Menit-menit setelahnya adalah momen yang tidak dapat hilang dari kepalaku. Sejenak malam serasa begitu gelap. Hubla yang begitu ramai dengan candaan, nyanyian Arif and the gank, tiba-tiba sunyi. Saat Angga keluar dari kamar, pelan-pelan dalam diam satu per satu teman-teman datang menghampiri, berjalan dengan langkah pelan dan wajah penuh empati. Pelukan dan bisikan semangat berlangsung dalam senyap, mengiringi langkah Angga ke mobil IM yang sudah siap mengantarnya ke Jakarta untuk langsung berangkat ke Kertosono. Angga tidak menangis, wajahnya menunjukkan seorang lelaki yang sedang bertarung menghadapi cobaan yang dititipkan kepadanya. Beberapa teman ikut bersedih sampai menangis, Ika berlari mengejar mobil Angga untuk mengucapkan belasungkawa. Sayang teman kecil saya itu tidak berhasil menghampiri Angga.  Selepas mobil berlalu, sejenak 72 orang sahabat-sahabatku tertunduk dalam gelap. Kami pun berkumpul, dan mengucapkan doa singkat untuk sahabat kami yang malam itu sedang menjalani satu malam tergelap dalam hidupnya. Malam itu diakhiri dengan doa bersama dari persekutuan doa kami (para PM yang Nasrani secara rutin melakukan persekutuan doa tiap minggu), di mana Angga sempat mengirimkan pesan terima kasih kepada teman-teman dan menyatakan bahwa dirinya baik-baik saja.

Beberapa hari berlalu, dan walau ketidakhadiran Angga membuat suasana camp sedikit suram, namun semuanya tetap bersuka karena ternyata Angga begitu cepat bangkit dari cobaannya. Setiap weekend kami bisa memegang handphone, dan saat itu kami mendapat kabar dari Angga bahwa ia akan segera kembali ke camp sesegera mungkin. Ia pun sudah mengupdate diri di Twitter, tanpa menyisakan rona kesedihan sedikitpun. Akhirnya Angga kembali, disambut dengan pelukan-pelukan hangat, teriakan girang dari teman-teman yang merindukannya. Ia langsung kembali ke kodratnya, menjadi penghibur kami semua. Kadang, dalam waktu-waktu sharing kami di persekutuan doa ia masih sedih dengan kepergian ayahnya, namun tidak seincipun tekadnya untuk mengabdi lewat indonesia Mengajar ini beranjak.

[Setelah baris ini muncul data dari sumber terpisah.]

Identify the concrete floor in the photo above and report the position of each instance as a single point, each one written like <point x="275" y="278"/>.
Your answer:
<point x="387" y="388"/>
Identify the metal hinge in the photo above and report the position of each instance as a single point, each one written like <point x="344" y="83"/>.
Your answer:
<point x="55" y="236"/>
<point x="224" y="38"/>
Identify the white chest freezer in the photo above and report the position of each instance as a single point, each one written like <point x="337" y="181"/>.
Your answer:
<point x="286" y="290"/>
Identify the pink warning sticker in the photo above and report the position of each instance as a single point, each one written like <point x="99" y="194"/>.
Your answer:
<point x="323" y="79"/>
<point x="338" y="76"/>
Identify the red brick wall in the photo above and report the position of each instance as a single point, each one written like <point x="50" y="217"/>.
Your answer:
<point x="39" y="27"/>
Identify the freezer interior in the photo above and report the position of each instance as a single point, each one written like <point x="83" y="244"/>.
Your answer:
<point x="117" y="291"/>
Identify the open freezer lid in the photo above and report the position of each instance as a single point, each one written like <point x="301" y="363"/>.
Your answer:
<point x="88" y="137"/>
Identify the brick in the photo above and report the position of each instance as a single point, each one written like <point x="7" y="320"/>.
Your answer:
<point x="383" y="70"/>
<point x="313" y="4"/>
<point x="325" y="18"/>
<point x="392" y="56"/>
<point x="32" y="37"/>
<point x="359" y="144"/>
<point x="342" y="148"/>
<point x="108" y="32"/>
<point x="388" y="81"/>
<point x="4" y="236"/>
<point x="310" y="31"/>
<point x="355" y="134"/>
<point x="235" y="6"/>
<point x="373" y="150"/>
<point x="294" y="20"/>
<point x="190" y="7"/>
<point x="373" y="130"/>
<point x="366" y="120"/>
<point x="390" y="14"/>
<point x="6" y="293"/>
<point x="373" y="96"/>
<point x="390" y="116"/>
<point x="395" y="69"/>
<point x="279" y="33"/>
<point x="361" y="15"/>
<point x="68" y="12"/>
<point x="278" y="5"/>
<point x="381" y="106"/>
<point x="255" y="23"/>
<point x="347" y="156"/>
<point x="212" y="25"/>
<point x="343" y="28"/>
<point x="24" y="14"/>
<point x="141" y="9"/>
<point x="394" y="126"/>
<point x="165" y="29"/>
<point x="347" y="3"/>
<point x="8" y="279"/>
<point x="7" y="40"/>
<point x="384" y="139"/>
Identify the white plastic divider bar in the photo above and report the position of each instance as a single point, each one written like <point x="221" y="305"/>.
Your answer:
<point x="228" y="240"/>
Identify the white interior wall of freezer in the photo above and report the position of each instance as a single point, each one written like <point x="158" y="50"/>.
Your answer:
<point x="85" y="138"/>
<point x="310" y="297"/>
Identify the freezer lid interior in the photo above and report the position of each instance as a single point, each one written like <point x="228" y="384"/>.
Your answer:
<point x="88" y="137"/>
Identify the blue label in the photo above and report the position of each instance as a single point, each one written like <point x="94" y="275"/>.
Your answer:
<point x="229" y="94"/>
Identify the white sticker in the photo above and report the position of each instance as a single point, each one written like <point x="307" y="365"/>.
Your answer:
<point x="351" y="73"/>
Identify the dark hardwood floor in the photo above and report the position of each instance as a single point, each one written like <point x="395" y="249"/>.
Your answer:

Saya langsung teringat pada waktu pertama kali mengenalnya, di Direct Assesment yang berlangsung di Jakarta. Angga adalah orang yang paling bersemangat bergabung dengan IM. Saat ia presentasi diri, ia sempat tegang karena takut salah bicara. Saat microteaching, Angga yang asisten dosen Sastra indonesia UI sudah menyiapkan diri dengan kalimat-kalimat EYD yang komunikatif sebagai pembuka. Sayang kami semua yang menjadi peserta microteaching begitu ramai, shingga ia sama sekali tidak sempat menyampaikan materinya. Ia begitu cemas apakah berhasil atau tidak dalam seleksi IM, bahkan itu tertuangkan dalam status-status facebook dan BBMnya. Setelah kami lolos ke tahap Medical Check Up, Angga juga tetap konstan meminta doa agar dapat bergabung dengan IM. Saat ia akhirnya diterima bergabung dengan 72 orang lainnya, saya sangat senang karena tahu ia begitu mengimpikan ini. Dan setelah mengenal dia lebih lanjut, saya tahu apa yang membuatnya dipercaya mengemban tugas ini. Angga adalah teladan dalam hal kebesaran hati. Ia mencintai orang lain tanpa terkecuali, dan begitu juga sebaliknya. Dengan segala keterbatasannya ia memberanikan dirinya, dan tanpa mengumbar kata-kata ia menunjukkan bahwa ia berusaha merintangi semua ketakutan yang ada. Keberhasilannya bangkit dari cobaan yang dialami mengajarkanku tentang kekuatan diri, keteguhan hati, dan ketabahan tingkat tinggi. Semoga karya Angga di FakFak bisa membuat banyak orang merasakan cinta, seperti yang saya dan teman-teman lain rasakan.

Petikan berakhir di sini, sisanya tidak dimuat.